The alliance told Schmidt it was holding him to his campaign promise and asked that he bring in the state’s Justice Department. They also called on Gov. Kate Brown to appoint a special prosecutor, as an alternative.
“While we are not questioning the skill or professionalism of the attorneys who work in your office, their daily work with the Portland Police Bureau on criminal cases puts them in a difficult position when those same police are the ones being investigated,” the alliance members wrote. “It is crucial that we avoid even the appearance of a conflict of interest in this case.”
On Friday, Delgado’s family echoed the same request during a news conference.
“When a police officer shows up at a scene, they set the stage, they set the tone,” said Tina Delgado, Robert’s oldest sister. “That’s a big responsibility that they have in their hands. And I want them to be held accountable. I want an independent investigator. I want them to see how they could have handled the situation differently.”
Schmidt initially said his office understood the importance of certain investigations being handled by outside prosecutors and was open to the discussions, but neither the attorney general nor the governor had reached out.
Conversations between Oregon Attorney General Ellen Rosenblum and Schmidt this week lead to an agreement Wednesday. Schmidt’s office formally submitted its request for the Justice Department’s assistance Thursday.
The partnership doesn’t remove or replace PPB’s role in criminally investigating one of its own officers. Officers from the East County Major Crimes Team, which includes other area law enforcement agencies, are also involved in the investigation.
After the investigation is complete, the case will be reviewed by the prosecutors. From there, the case will likely go before a grand jury to determine whether DeLong’s use of force fits the legal definition of self-defense under Oregon law.

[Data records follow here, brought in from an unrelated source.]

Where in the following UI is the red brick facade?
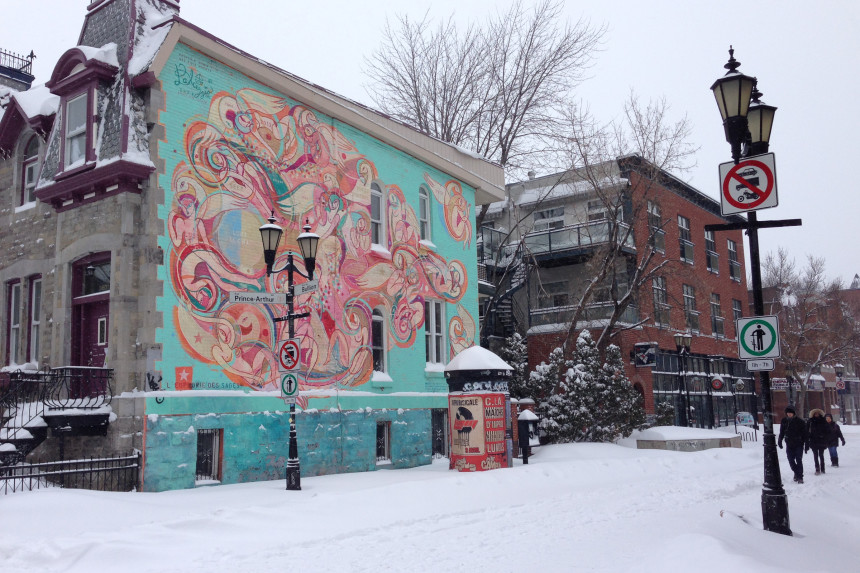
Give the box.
[526,165,751,420]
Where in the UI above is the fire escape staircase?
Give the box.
[0,367,114,467]
[483,250,530,343]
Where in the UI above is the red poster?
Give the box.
[449,393,507,471]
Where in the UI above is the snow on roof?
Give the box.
[518,409,539,421]
[128,2,176,76]
[10,84,59,119]
[77,43,120,68]
[514,176,626,207]
[445,345,512,372]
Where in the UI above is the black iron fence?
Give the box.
[0,49,34,73]
[43,367,113,410]
[0,453,140,495]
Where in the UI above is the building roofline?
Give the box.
[141,16,505,205]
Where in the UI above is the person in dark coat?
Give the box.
[806,409,830,475]
[778,406,808,483]
[825,413,846,467]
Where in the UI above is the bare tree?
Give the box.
[364,0,605,186]
[549,93,697,352]
[764,249,860,415]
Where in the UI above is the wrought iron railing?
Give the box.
[0,453,140,495]
[43,367,113,410]
[0,369,52,457]
[0,49,34,74]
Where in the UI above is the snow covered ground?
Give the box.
[2,425,858,573]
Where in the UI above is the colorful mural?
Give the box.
[162,82,477,393]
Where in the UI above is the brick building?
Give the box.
[757,282,860,423]
[0,0,504,490]
[481,157,756,428]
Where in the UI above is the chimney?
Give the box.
[527,170,536,180]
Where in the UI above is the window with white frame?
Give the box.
[418,186,431,241]
[705,230,719,273]
[370,183,384,245]
[652,276,670,327]
[678,215,694,263]
[533,206,564,231]
[647,201,665,252]
[425,300,445,365]
[22,136,39,205]
[728,239,741,281]
[683,284,699,332]
[710,293,725,337]
[7,282,22,365]
[65,93,88,167]
[371,308,386,373]
[537,281,570,309]
[28,277,41,362]
[732,299,743,324]
[586,199,607,222]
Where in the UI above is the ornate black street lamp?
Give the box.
[835,364,846,424]
[259,211,319,491]
[705,47,795,536]
[674,332,693,427]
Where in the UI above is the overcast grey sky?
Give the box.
[5,0,859,282]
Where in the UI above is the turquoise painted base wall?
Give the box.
[143,400,431,492]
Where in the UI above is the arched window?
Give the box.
[418,186,431,241]
[370,182,384,246]
[371,308,386,373]
[21,135,39,205]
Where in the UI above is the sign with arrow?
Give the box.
[718,153,778,215]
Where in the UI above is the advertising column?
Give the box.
[443,346,513,472]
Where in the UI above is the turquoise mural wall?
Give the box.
[144,43,477,490]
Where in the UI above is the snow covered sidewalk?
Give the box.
[2,426,858,572]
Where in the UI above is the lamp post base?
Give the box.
[761,491,791,535]
[286,462,301,491]
[286,403,301,491]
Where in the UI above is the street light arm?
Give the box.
[267,256,314,280]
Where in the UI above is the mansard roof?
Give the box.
[0,85,58,156]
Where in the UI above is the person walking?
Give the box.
[807,409,830,475]
[825,413,846,467]
[778,406,808,483]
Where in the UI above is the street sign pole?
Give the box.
[706,161,800,536]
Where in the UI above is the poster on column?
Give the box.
[449,393,508,471]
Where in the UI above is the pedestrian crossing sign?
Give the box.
[736,316,781,360]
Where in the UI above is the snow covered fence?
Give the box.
[0,452,140,495]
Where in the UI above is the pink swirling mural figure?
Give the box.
[166,87,474,392]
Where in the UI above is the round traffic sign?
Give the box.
[739,319,778,358]
[280,373,299,396]
[836,380,846,390]
[278,339,300,370]
[722,159,774,210]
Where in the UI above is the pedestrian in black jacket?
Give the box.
[778,406,808,483]
[824,413,846,467]
[807,409,830,475]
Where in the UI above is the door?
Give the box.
[78,300,109,367]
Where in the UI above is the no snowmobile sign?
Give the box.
[718,153,778,216]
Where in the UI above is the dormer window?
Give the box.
[22,135,39,205]
[65,93,88,167]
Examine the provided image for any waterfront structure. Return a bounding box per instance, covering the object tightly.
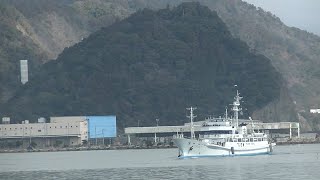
[0,116,116,148]
[125,121,300,146]
[0,117,88,148]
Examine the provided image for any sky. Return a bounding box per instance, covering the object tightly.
[243,0,320,36]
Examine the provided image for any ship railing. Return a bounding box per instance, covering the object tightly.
[226,137,268,142]
[199,134,223,138]
[173,134,184,139]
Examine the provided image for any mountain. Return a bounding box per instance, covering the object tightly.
[1,0,319,130]
[0,3,47,103]
[198,0,320,131]
[0,0,136,103]
[1,3,283,130]
[112,0,320,131]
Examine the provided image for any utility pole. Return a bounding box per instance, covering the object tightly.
[95,126,97,146]
[102,129,105,146]
[154,119,160,143]
[67,123,69,146]
[29,128,31,144]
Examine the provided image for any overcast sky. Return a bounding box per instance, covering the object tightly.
[243,0,320,36]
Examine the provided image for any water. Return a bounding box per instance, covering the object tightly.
[0,144,320,180]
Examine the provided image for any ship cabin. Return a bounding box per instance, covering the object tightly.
[198,118,235,139]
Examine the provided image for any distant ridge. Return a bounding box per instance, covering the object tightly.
[1,2,282,129]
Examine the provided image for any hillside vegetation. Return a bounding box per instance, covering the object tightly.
[1,0,318,130]
[0,3,46,102]
[1,3,282,129]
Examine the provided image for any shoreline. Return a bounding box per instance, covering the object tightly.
[1,141,320,153]
[0,145,177,153]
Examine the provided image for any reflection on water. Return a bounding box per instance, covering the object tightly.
[0,144,320,180]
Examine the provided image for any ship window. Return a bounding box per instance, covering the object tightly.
[250,138,253,142]
[38,130,41,132]
[238,138,241,142]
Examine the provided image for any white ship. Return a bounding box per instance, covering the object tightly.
[173,90,275,158]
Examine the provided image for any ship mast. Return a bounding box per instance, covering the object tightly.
[232,90,242,128]
[187,107,197,139]
[225,107,228,120]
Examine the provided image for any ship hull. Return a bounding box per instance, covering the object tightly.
[173,138,275,158]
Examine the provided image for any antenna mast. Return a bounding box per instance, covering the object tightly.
[225,107,228,120]
[187,107,197,139]
[232,90,242,128]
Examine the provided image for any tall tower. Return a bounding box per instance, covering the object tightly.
[20,60,28,84]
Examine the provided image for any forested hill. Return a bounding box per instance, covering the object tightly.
[1,3,282,129]
[0,4,47,103]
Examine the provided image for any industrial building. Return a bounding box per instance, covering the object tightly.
[0,116,116,149]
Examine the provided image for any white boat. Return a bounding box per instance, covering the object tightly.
[173,90,275,158]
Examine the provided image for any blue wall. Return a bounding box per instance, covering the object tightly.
[87,116,117,138]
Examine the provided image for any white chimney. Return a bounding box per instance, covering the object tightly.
[20,60,28,84]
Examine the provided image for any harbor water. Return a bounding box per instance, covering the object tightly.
[0,144,319,180]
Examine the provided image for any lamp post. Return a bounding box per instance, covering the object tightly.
[102,129,105,146]
[154,119,160,143]
[95,126,97,146]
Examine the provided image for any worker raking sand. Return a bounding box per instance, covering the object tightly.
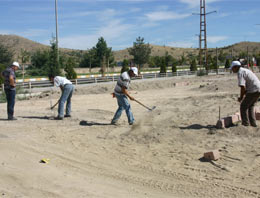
[111,67,138,125]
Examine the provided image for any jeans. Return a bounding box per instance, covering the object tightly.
[240,92,260,126]
[58,84,74,117]
[4,89,16,119]
[112,94,134,124]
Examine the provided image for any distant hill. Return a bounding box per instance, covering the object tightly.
[1,34,260,64]
[0,34,78,60]
[0,35,48,56]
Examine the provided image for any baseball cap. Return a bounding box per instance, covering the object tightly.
[229,61,241,70]
[130,67,138,76]
[12,61,20,68]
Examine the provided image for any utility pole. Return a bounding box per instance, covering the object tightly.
[216,47,218,74]
[193,0,216,73]
[55,0,59,65]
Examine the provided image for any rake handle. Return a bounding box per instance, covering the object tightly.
[134,99,152,111]
[51,99,60,110]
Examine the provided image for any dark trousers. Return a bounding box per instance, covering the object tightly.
[240,92,260,126]
[4,89,16,119]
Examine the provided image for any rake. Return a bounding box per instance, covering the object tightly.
[134,99,156,111]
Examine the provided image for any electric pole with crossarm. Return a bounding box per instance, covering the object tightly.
[193,0,216,72]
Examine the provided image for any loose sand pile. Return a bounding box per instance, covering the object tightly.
[1,74,260,198]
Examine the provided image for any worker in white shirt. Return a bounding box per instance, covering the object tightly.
[50,76,74,120]
[111,67,138,125]
[230,61,260,127]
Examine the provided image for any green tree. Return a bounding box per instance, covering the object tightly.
[218,49,227,63]
[172,61,178,73]
[47,39,61,78]
[190,59,197,71]
[164,52,173,67]
[19,49,30,83]
[179,54,186,66]
[105,47,115,72]
[79,48,99,71]
[121,59,129,73]
[255,54,260,66]
[239,51,247,59]
[29,50,49,76]
[148,56,161,68]
[225,59,231,69]
[0,43,13,65]
[95,37,108,76]
[128,36,152,71]
[19,49,30,65]
[0,63,5,85]
[159,57,167,73]
[65,57,77,79]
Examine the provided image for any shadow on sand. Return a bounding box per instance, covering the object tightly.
[199,157,229,171]
[21,116,51,120]
[180,124,216,130]
[79,120,112,126]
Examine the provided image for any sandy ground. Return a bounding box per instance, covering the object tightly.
[1,74,260,198]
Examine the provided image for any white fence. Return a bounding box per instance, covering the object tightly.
[4,68,231,93]
[0,68,233,94]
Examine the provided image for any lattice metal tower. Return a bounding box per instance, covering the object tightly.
[200,0,207,69]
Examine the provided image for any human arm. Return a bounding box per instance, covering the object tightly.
[9,75,16,87]
[59,85,64,92]
[122,87,134,100]
[238,86,246,102]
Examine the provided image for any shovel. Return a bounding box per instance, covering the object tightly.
[134,99,156,111]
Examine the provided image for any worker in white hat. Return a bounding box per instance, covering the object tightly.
[1,62,20,120]
[111,67,138,125]
[230,60,260,127]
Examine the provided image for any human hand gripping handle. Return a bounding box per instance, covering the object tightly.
[122,87,135,101]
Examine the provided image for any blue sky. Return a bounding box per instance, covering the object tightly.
[1,0,259,50]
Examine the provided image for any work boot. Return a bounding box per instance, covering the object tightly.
[111,120,117,125]
[54,116,63,120]
[64,115,71,118]
[8,117,17,121]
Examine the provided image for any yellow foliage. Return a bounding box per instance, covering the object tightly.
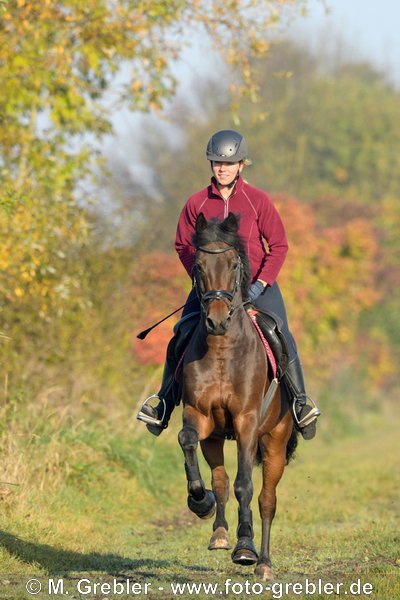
[335,167,349,183]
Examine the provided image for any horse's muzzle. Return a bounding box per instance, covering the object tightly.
[205,315,229,336]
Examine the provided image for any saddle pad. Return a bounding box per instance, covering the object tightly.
[247,309,277,379]
[174,350,186,383]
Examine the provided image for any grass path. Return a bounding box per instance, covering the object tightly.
[0,418,399,599]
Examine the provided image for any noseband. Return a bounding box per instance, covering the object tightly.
[193,245,244,319]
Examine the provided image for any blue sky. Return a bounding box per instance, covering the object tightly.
[174,0,400,93]
[108,0,400,158]
[292,0,400,86]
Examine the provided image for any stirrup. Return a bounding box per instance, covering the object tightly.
[292,396,321,428]
[136,394,166,427]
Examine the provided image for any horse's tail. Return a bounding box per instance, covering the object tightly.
[285,425,298,464]
[255,425,298,466]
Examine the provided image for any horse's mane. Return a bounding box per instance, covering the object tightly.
[192,215,251,299]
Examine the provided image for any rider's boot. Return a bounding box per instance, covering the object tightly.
[136,312,199,437]
[136,355,178,436]
[283,356,321,440]
[136,331,180,436]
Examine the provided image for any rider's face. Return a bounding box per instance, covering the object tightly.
[211,161,243,187]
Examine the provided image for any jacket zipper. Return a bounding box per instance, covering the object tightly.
[224,198,229,218]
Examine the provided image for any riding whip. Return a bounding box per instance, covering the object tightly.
[136,298,197,340]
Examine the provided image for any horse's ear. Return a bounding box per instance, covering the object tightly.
[195,212,208,233]
[224,212,239,233]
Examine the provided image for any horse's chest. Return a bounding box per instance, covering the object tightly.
[186,353,248,404]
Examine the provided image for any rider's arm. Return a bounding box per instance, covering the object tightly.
[175,199,197,276]
[256,194,288,286]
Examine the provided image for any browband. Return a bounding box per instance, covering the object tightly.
[197,245,235,254]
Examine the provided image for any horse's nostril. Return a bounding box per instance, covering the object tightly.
[206,316,229,336]
[206,317,216,331]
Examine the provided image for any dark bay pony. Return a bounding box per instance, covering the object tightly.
[178,212,297,581]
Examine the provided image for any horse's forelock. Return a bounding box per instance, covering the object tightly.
[193,216,240,248]
[192,216,251,297]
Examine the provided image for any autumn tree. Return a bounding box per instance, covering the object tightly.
[273,195,380,376]
[0,0,304,364]
[131,252,190,366]
[243,43,400,202]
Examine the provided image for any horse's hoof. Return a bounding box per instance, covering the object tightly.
[231,537,258,565]
[254,562,274,581]
[208,527,231,550]
[188,490,216,519]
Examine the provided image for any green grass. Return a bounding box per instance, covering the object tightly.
[0,398,399,599]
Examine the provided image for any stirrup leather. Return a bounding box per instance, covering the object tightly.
[136,394,166,426]
[293,397,321,428]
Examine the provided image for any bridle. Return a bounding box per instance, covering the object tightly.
[193,244,245,320]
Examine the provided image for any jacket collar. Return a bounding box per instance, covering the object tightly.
[209,175,244,199]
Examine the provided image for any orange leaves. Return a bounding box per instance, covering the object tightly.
[138,251,188,286]
[131,321,173,366]
[272,194,380,377]
[130,252,190,367]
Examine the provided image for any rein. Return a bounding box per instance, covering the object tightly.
[194,244,245,319]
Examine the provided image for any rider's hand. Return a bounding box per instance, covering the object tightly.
[247,280,266,303]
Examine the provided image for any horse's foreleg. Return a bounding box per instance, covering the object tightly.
[201,437,231,550]
[255,421,292,581]
[231,416,259,566]
[178,412,216,520]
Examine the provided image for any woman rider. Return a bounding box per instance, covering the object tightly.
[137,130,321,440]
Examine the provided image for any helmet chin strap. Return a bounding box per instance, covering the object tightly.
[227,172,240,188]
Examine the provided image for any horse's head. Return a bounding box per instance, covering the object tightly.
[193,213,249,336]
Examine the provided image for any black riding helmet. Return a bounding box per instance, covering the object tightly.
[206,130,250,164]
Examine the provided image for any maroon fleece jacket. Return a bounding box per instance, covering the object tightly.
[175,176,288,286]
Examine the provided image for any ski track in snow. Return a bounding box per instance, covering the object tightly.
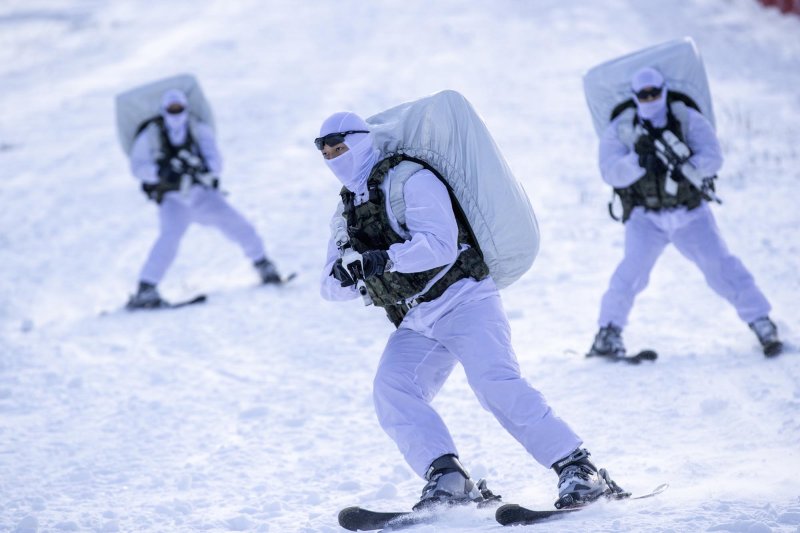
[1,0,798,531]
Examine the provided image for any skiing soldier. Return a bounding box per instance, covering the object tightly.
[126,88,283,308]
[589,67,782,358]
[317,111,623,510]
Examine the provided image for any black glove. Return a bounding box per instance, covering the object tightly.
[634,134,655,157]
[157,164,182,186]
[360,250,390,279]
[701,176,716,195]
[331,259,356,287]
[141,182,160,200]
[640,152,667,176]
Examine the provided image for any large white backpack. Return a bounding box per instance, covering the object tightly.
[114,73,215,156]
[366,90,539,290]
[582,37,716,137]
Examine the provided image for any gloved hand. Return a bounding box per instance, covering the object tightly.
[141,182,160,199]
[194,172,219,188]
[640,152,666,176]
[700,176,717,198]
[158,162,182,186]
[359,250,391,279]
[633,134,656,158]
[331,258,356,287]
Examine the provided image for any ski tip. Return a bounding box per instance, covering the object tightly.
[261,272,297,286]
[629,482,670,500]
[495,504,523,526]
[651,482,669,494]
[637,349,658,361]
[337,507,361,531]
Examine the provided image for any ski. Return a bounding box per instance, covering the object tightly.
[495,483,669,527]
[126,294,207,310]
[337,507,436,531]
[338,494,501,532]
[101,294,207,316]
[158,294,208,309]
[262,272,298,286]
[279,272,298,284]
[587,349,658,365]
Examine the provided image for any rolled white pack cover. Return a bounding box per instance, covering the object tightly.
[583,37,715,136]
[115,73,215,155]
[367,90,540,290]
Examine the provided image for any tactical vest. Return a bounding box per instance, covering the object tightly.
[341,155,490,327]
[611,94,708,222]
[140,117,209,203]
[155,119,207,177]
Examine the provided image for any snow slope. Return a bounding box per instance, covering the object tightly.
[1,0,798,531]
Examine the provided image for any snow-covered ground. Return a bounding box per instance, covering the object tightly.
[1,1,799,531]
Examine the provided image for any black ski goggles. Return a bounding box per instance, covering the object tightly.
[314,130,369,150]
[165,103,186,114]
[634,86,663,101]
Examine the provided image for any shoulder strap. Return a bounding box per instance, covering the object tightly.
[666,90,701,113]
[134,115,162,139]
[388,160,424,228]
[668,100,691,141]
[610,98,635,122]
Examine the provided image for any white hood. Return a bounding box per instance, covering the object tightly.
[161,89,189,145]
[319,112,380,193]
[631,67,668,126]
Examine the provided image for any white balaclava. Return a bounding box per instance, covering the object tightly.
[319,112,380,193]
[631,67,667,126]
[160,89,189,145]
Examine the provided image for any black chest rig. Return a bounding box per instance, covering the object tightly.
[154,118,208,179]
[341,155,489,327]
[615,111,704,222]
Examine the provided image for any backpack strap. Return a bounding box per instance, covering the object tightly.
[387,160,424,229]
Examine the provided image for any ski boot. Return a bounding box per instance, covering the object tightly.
[413,455,499,511]
[254,257,281,284]
[126,281,166,310]
[552,448,627,509]
[749,316,783,357]
[587,323,626,359]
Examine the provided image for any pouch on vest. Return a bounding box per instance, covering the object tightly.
[366,90,539,290]
[114,73,215,157]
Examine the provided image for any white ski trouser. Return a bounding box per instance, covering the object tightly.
[599,203,771,328]
[373,286,582,478]
[139,187,266,285]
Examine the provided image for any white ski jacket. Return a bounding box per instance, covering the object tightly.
[599,105,723,189]
[130,121,222,185]
[320,167,497,333]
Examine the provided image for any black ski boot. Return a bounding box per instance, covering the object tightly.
[587,323,626,358]
[552,448,627,509]
[254,257,281,284]
[413,455,498,511]
[749,316,783,357]
[126,281,166,310]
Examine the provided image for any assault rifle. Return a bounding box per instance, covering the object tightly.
[330,215,372,306]
[641,123,722,204]
[173,149,218,190]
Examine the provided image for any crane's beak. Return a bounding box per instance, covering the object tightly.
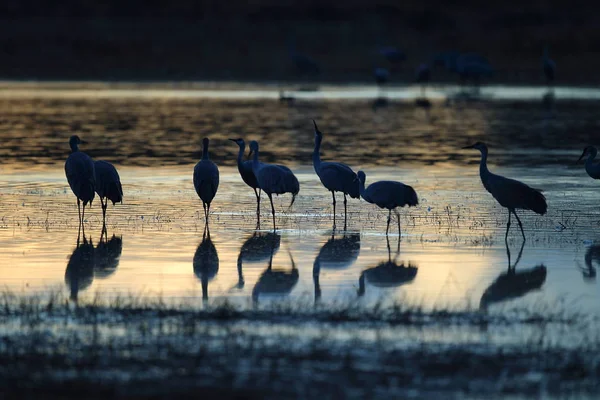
[80,140,88,145]
[228,138,236,142]
[312,119,318,131]
[577,151,586,164]
[462,144,474,149]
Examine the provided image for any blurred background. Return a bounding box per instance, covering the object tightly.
[0,0,598,84]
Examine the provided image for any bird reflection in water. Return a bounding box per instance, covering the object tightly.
[64,233,95,302]
[579,244,599,282]
[313,232,360,302]
[193,227,219,302]
[94,229,122,280]
[252,245,298,304]
[357,236,417,296]
[480,241,547,310]
[235,231,281,289]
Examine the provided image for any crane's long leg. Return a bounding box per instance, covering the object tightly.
[505,210,512,243]
[101,197,107,224]
[268,193,276,231]
[202,202,207,225]
[77,199,82,228]
[207,203,211,226]
[386,209,392,236]
[313,259,321,302]
[513,210,526,242]
[395,209,401,237]
[253,188,261,227]
[81,203,86,236]
[343,194,348,231]
[331,191,336,230]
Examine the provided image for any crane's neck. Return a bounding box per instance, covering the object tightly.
[202,141,210,161]
[584,148,600,177]
[69,141,79,153]
[478,147,490,182]
[312,135,322,171]
[585,148,598,168]
[235,144,245,165]
[251,147,260,173]
[358,177,369,201]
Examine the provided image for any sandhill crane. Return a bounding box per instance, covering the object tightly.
[577,146,600,180]
[94,233,122,279]
[543,46,556,86]
[94,160,123,225]
[374,67,390,98]
[312,120,359,230]
[378,46,406,65]
[288,38,320,81]
[480,241,546,310]
[357,170,418,235]
[415,63,431,97]
[193,138,220,225]
[193,228,219,302]
[252,249,299,303]
[357,236,417,296]
[229,138,261,225]
[249,140,300,231]
[235,231,281,289]
[463,142,547,241]
[65,135,95,230]
[455,53,493,91]
[64,234,95,302]
[313,232,360,301]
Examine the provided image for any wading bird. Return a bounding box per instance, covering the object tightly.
[455,53,493,91]
[229,138,261,225]
[249,140,300,231]
[577,146,600,180]
[374,67,390,97]
[312,120,359,230]
[378,46,406,66]
[415,63,431,97]
[94,160,123,225]
[357,170,418,235]
[463,142,547,241]
[543,46,556,86]
[194,138,220,225]
[288,39,320,81]
[65,135,95,230]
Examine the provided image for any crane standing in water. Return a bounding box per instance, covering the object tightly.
[65,135,95,230]
[229,138,262,226]
[312,120,359,230]
[193,138,220,226]
[250,140,299,231]
[94,160,123,226]
[463,142,547,241]
[357,170,418,235]
[543,46,556,86]
[577,146,600,180]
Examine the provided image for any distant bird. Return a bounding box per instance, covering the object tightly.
[193,228,219,302]
[193,138,220,225]
[235,231,281,289]
[374,67,390,87]
[542,46,556,86]
[65,135,95,229]
[433,51,459,71]
[94,233,122,279]
[577,146,600,180]
[94,160,123,224]
[378,46,406,65]
[312,120,359,230]
[64,234,95,302]
[313,232,360,301]
[357,236,417,296]
[415,63,431,97]
[230,138,261,224]
[288,39,320,80]
[455,53,493,89]
[480,241,546,310]
[249,140,300,230]
[463,142,547,241]
[252,249,299,303]
[357,170,418,235]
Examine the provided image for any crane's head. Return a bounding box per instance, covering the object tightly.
[356,170,366,184]
[462,141,488,153]
[312,120,323,138]
[228,138,245,147]
[249,140,259,153]
[69,135,83,152]
[577,145,598,163]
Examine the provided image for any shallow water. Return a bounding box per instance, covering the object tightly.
[1,84,600,318]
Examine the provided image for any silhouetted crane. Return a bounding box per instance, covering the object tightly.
[312,120,359,230]
[230,138,261,225]
[415,63,431,97]
[357,170,418,235]
[455,53,493,91]
[94,160,123,225]
[249,140,300,230]
[65,135,95,230]
[577,146,600,180]
[193,138,220,225]
[463,142,547,241]
[378,46,406,65]
[543,46,556,86]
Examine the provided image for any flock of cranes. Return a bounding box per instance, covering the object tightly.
[66,119,599,241]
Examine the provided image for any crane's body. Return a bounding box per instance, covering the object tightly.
[65,135,95,229]
[415,63,431,97]
[312,120,359,230]
[543,47,556,85]
[249,140,299,230]
[463,142,547,241]
[378,46,406,65]
[374,67,390,86]
[230,138,261,223]
[577,146,600,180]
[193,138,220,224]
[94,160,123,223]
[357,170,418,235]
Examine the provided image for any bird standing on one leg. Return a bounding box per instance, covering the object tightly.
[249,140,299,231]
[357,170,418,236]
[463,142,547,242]
[312,120,359,230]
[94,160,123,229]
[193,138,220,226]
[65,135,95,232]
[229,138,261,227]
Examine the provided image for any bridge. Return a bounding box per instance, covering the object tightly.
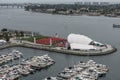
[0,3,25,8]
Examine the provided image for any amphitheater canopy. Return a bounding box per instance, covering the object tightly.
[67,33,93,45]
[70,43,96,50]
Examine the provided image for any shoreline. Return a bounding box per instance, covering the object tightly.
[0,43,117,56]
[28,11,120,18]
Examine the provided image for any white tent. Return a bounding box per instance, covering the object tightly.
[67,33,104,50]
[70,43,96,50]
[67,33,93,45]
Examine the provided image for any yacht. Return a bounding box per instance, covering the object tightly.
[113,24,120,28]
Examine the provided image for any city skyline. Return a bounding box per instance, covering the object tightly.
[0,0,120,3]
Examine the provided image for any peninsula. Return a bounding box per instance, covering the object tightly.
[0,28,117,56]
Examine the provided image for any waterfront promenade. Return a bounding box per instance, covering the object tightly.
[0,41,116,56]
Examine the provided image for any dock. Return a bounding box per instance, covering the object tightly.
[0,54,55,80]
[0,49,23,65]
[44,60,109,80]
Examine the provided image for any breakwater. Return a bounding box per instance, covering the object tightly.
[0,43,117,56]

During an interview with OPB last September, Rosenblum spoke about her support for “independent investigations of police use of force whether it be tragically resulting in death, or any kind of use of force.”
She also said law enforcement agencies should not investigate themselves. Instead, she said district attorneys should lead the investigation if possible.
For his part, Schmidt said the partnership will ensure the investigation is impartial, and help restore trust in the criminal justice system. In a statement, Schmidt said he’s always maintained investigations, like an officer’s deadly use of force, should include an “investigative team separate from the involved agency and an outside prosecutor to determine the legality of the use of force.
“I look forward to having conversations that address how these investigations are handled in the future to maintain consistent and standardized practices statewide the moment an officer uses deadly force,” Schmidt said.